In case you don't remember, State of Fear is Crichton's challenge of the conventional wisdom on the subject of global warming. The main character is a lawyer who works for an environmentally hip philanthropist as well as the organization that receives much of his money. The preposterously naive young attorney believes everything he's heard from the environmental doom and gloomers he's surrounded by, even drives a Prius, though you can tell he likes the status of it, living in Beverly Hills, as much as the mpg rating.

Radical eco-terrorists rapidly enter the story and it becomes clear that they're planning a series of cataclysmic events to really drive it home to the public that global warming is a real and imminent threat (ah, yes, that famously skeptical public just doesn't seem to get it). Crichton's hero emerges, Kenner, part MIT geek, part Bruce Willis and drags the lucky lawyer around the globe with him, investigating the weather manipulating terrorists and foiling their plots one at a time.

Between adventures, Kenner educates Peter, the naif, about the truth behind global warming theories and the environmental left. It's pretty dense material, and Crichton doesn't make it easier on the reader by including lots of graphs and footnoting everything. You can tell he's done his homework, and even includes a nearly 40 page bibliography so you can check his facts. He's clearly bracing himself for a backlash against his challenge to the poliitco-scientific network that he attacks.
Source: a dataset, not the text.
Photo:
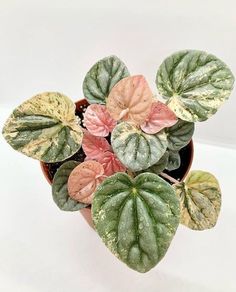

There's certainly plenty to debate and Crichton does a service I think by lending his name to the unpopular side of a cause. Unfortunately, he lent one stinker of a book to the cause. It's a series of speeches, cut with some badly thought out sort-of-hair-raising adventures, that are so obvious you see the resolution coming before he's even come close to getting you worked up with fear. Character development is pretty much ignored, except to say that every one is a left wing idiot, except for Kenner, and he slowly tries to bring them all around, with mixed results. Of course, they're all from California, so he's probably not very far off, but it makes for bad writing when you set up one straw man after another and pummel it with The Truth. And footnotes.

The only good thing I can really say about the story is that he probably pissed off the right people to avoid having it made into a movie. I'd take another Jurassic Park over this thing any day.